M comme Mbeki Il a hérité du dossier dans un contexte désespéré. Aucun autre chef d’État ne voulait plus écouter Gbagbo. Mais, derrière Mbeki, il y a aussi une puissance, et le bâton du Conseil de sécurité. Il a été très clair. Il a rappelé que personne n’est à l’abri des sanctions. Moi, on n’a pas besoin de me le dire, je le sais. Mais Gbagbo a compris que c’était sa dernière chance. Il savait qu’il n’avait pas intérêt à ruser. Et puis Mbeki a bien compris la crise interne à la Côte d’Ivoire. Il a toujours dénoncé les conditions de l’élection de Gbagbo. Pour lui, la situation ne pourra être résolue que par des élections irréprochables. J’aime bien Mbeki. Il est venu à Bouaké, il a été bien reçu. Il est très chaleureux. On a de bons rapports, je l’ai régulièrement au téléphone. Il est très intelligent et il a beaucoup de pouvoir.
O comme Obasanjo Je l’appelle mon oncle. Au début, il n’était pas sur les mêmes positions que nous, et avait proposé à Gbagbo de lui envoyer ses Alpha-Jet pour mater la rébellion. Il faisait partie de ceux qui n’étaient pas d’accord que la crise ivoirienne trouve sa solution en France. Quand nous sommes rentrés de Marcoussis, nous l’avons rencontré à Dakar. On a alors compris que c’était quelqu’un d’engagé. Quand il comprend une logique et l’accepte, il la suit sans réserve. C’est un monsieur entier que j’ai appris à apprécier. Il m’a fait l’honneur de plusieurs déjeuners à Abuja. D’ailleurs, en partant de Paris, à la mi-mai, je me suis rendu à Abuja. Obasanjo joue un rôle très important, car c’est sous sa houlette que le dossier Côte d’Ivoire a avancé.

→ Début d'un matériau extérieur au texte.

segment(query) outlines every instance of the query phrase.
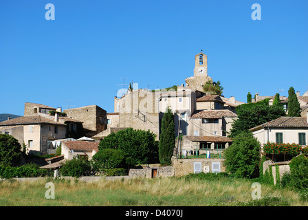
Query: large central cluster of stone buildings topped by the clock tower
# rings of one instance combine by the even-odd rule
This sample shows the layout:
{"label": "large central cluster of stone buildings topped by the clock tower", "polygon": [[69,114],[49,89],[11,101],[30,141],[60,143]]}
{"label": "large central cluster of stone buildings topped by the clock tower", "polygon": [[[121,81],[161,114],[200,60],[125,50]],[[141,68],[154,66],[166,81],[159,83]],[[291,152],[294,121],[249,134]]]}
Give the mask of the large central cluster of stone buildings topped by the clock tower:
{"label": "large central cluster of stone buildings topped by the clock tower", "polygon": [[[209,80],[212,82],[208,76],[207,56],[199,53],[195,56],[194,76],[185,79],[186,87],[178,85],[177,91],[128,90],[121,98],[115,96],[114,113],[107,115],[112,114],[112,121],[118,122],[112,124],[113,127],[149,130],[158,140],[162,117],[170,107],[175,113],[175,137],[183,135],[179,144],[181,150],[224,149],[232,143],[226,135],[237,118],[235,107],[244,102],[203,92],[203,85]],[[102,139],[109,133],[102,131],[96,137]]]}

O comme Ouattara Je discute beaucoup avec Ouattara, que j’apprécie. Je le vois à chaque fois que je le souhaite. La question n’est pas de savoir si Soro est le directeur de campagne de Ouattara, ou si Soro est un inféodé à Ouattara. Je mérite quand même plus de considération. Le problème en Côte d’Ivoire, c’est qu’on a vite fait de vous faire passer pour un étranger parce que vous avez pris l’avion pour Ouagadougou ou Bamako. Mais je n’ai aucune illusion sur les oppositions africaines : on a vu un Laurent Gbagbo arriver en 1990 en Côte d’Ivoire et tenir le langage du changement, parler des valeurs généreuses du socialisme. Puis, du jour au lendemain, on a retrouvé le même homme dans l’extrême droite.

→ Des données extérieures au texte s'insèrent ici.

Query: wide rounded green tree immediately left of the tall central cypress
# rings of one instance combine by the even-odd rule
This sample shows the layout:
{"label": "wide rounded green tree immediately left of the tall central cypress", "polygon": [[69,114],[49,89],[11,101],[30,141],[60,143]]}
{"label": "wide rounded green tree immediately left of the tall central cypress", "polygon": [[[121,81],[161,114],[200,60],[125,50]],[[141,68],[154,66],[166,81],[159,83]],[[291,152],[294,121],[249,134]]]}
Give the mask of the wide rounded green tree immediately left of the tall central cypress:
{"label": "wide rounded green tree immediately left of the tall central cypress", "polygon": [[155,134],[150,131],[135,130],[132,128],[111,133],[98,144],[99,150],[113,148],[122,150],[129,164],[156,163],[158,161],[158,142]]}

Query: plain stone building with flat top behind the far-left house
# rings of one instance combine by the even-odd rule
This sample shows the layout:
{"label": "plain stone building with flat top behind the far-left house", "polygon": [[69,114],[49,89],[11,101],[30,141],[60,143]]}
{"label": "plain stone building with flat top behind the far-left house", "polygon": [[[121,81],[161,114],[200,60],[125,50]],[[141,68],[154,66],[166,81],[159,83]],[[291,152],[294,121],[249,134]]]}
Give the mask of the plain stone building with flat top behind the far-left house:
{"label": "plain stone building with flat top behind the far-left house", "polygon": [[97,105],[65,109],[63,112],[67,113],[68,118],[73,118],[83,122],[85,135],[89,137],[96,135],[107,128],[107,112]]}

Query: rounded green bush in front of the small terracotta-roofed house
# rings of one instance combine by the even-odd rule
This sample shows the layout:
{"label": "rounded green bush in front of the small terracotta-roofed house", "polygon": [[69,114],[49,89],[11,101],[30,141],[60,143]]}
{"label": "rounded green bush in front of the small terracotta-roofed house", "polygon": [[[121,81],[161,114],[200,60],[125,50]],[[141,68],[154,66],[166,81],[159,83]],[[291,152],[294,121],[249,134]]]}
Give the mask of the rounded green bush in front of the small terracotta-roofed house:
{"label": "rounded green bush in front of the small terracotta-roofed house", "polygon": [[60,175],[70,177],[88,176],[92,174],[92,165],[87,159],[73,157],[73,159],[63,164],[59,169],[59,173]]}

S comme Soro À chaque jour suffit sa peine. Je ne me préoccupe pas d’être ministre. Je veux juste que grâce à notre action des élections justes en Côte d’Ivoire fassent figure de modèle en Afrique de l’Ouest. Un bond qualitatif dans la démocratie, ça me suffit. Je peux prendre ma retraite avec ça [rires]. Ce n’est pas parce que Guillaume Soro a dirigé la rébellion et contrôle 60 % du territoire qu’il doit être président de la République. Toute ambition démesurée sans compétence est criminelle. Si je peux aider les acteurs politiques à réussir leur programme, je le ferai sans hésiter. Si, demain, Bédié est président, et s’il considère que Guillaume Soro peut jouer un rôle, j’apporterai ma contribution.
V comme Villepin Je ne cache pas que j’apprécie beaucoup Dominique de Villepin. C’était l’un des rares dans le gouvernement français à se sentir proche de la Côte d’Ivoire et à être déterminé à résoudre notre problème. Il a osé Marcoussis (c’est son initiative). Il est allé à Abidjan, même quand on a craché sur lui. Il est allé à Bouaké. Il a été formidable.
W comme Wade Il m’appelle le petit, et, pour lui, je ne serai toujours que le petit. J’ai de très bons rapports avec lui. Il a eu des positions claires et nettes. Sur la Côte d’Ivoire, il a été irréprochable et courageux.
* Comment je suis devenu un rebelle. La Côte d’Ivoire au bord du gouffre, Hachette Littératures, avril 2005, 174 pages, 15 euros.